KEHADIRAN Patrick Kluivert sebagai pelatih baru tim nasional Indonesia memicu gejolak di dunia maya. Tidak hanya pro dan kontra seputar kemampuannya, tetapi juga muncul berbagai teori konspirasi yang menyebar di media sosial. Sayangnya, sebagian besar hanya berupa disinformasi, bahkan hoaks belaka.
Hingga 10 Januari ini, pembahasan tentang Kluivert masih ramai di lini masa media sosial. Banyak akun, baik personal maupun komunitas, dari penggemar biasa hingga figur publik, menyuarakan penolakan terhadap penunjukan mantan bintang Belanda tersebut.
Sebagian menyoroti rekam jejak Kluivert yang dianggap tidak cukup meyakinkan untuk menangani timnas. Namun, tidak sedikit pula yang menolak hanya karena termakan teori konspirasi atau informasi yang tidak valid.

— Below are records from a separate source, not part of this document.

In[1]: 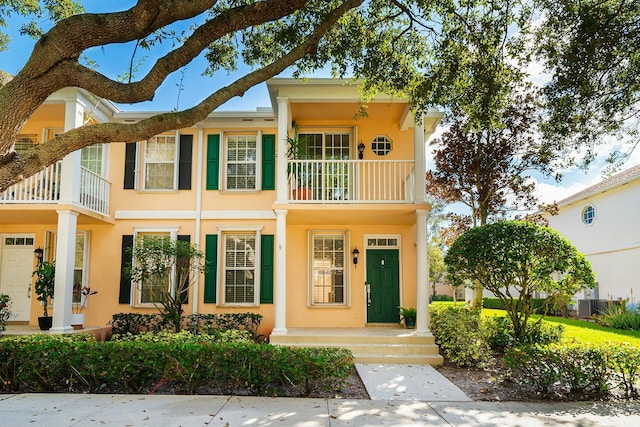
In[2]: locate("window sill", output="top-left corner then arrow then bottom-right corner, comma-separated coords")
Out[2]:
220,189 -> 261,194
220,303 -> 259,308
308,304 -> 350,309
136,189 -> 179,194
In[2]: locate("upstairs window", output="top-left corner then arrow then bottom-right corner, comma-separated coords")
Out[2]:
225,135 -> 257,191
144,134 -> 177,190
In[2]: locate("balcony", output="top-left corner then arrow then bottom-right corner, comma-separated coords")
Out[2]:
0,162 -> 110,216
288,159 -> 416,203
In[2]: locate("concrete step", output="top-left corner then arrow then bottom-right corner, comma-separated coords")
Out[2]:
270,328 -> 442,365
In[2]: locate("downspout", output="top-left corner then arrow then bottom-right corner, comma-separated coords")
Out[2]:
193,125 -> 204,315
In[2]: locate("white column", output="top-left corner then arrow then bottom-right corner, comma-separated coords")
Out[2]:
416,209 -> 430,335
413,114 -> 426,203
50,210 -> 78,332
193,126 -> 205,315
59,98 -> 84,203
276,97 -> 290,203
272,209 -> 288,335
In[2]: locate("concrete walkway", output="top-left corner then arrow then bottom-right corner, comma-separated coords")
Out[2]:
1,364 -> 639,426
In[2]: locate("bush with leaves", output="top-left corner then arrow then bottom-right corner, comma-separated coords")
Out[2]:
0,333 -> 353,396
503,342 -> 640,398
429,305 -> 491,368
483,316 -> 564,350
446,221 -> 596,341
0,294 -> 11,333
598,304 -> 640,331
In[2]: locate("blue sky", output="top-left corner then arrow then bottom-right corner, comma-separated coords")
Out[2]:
1,1 -> 636,206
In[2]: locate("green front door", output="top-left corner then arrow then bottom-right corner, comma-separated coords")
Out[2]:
366,249 -> 400,323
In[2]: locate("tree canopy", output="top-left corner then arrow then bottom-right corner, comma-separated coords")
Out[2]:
0,0 -> 638,192
445,220 -> 596,339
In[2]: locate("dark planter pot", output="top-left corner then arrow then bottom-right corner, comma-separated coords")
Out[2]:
38,316 -> 52,331
404,317 -> 416,329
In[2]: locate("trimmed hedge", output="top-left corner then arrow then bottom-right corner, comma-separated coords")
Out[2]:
109,312 -> 263,341
483,297 -> 548,311
505,342 -> 640,398
0,333 -> 353,396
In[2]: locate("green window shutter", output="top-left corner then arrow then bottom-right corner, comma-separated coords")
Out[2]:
177,235 -> 191,303
260,234 -> 274,304
261,134 -> 276,190
123,143 -> 136,189
206,134 -> 220,190
119,235 -> 134,304
204,234 -> 218,303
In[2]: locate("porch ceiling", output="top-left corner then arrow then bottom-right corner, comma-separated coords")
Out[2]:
291,102 -> 406,123
278,203 -> 430,225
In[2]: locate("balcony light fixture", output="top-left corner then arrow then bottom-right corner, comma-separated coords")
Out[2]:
34,246 -> 44,264
352,247 -> 360,267
358,141 -> 365,159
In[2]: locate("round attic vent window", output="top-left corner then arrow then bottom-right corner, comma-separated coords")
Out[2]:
582,205 -> 596,225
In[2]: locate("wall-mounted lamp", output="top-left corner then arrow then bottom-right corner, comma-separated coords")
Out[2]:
352,247 -> 360,267
358,141 -> 365,160
34,246 -> 44,264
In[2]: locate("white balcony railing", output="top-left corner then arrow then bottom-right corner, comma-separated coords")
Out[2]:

Salah satu teori yang paling banyak disuarakan adalah keterlibatan “uang Arab” dalam keputusan PSSI. Teori ini menyebut bahwa pemecatan Shin Tae-yong merupakan bagian dari upaya pihak tertentu untuk melemahkan Indonesia demi keuntungan rival di Grup C Kualifikasi Piala Dunia 2026.
Siapa pihak yang dimaksud?
Tidak lain adalah tim-tim asal Jazirah Arab, khususnya Bahrain dan Arab Saudi yang berada dalam grup yang sama. Namun tidak ada satupun teori ini yang menunjukkan bukti kuat atau setidaknya indikasi yang jelas mengenai siapa dalang sebenarnya di balik dugaan intervensi ini.
Jika menengok ke belakang, usai laga imbang melawan Bahrain pada 10 Oktober 2024 lalu, memang sempat muncul kecurigaan terhadap wasit Ahmed Al-Kaf. Netizen menuduh ia disuap untuk membantu tuan rumah. Tuduhan ini berdasar pada tambahan waktu yang dianggap terlalu lama dan berujung pada gol penyama kedudukan.
Namun, argumen ini mudah terpatahkan. Jika benar Bahrain “membeli” wasit, lalu mengapa mereka kalah 0-1 dari Tiongkok pada matchday kelima, di kandang sendiri? Bahkan kekalahan itu juga terjadi karena gol pada masa injury time, persis seperti gol telat Bahrain ke gawang Indonesia.
Demikian pula dengan kekalahan Arab Saudi di Jakarta pada matchday keenam. Apakah ini berarti upaya menggembosi Indonesia gagal karena "uang Arab" tak cukup besar?
Sulit menjelaskan konstelasi hasil pertandingan dengan teori suap seperti ini.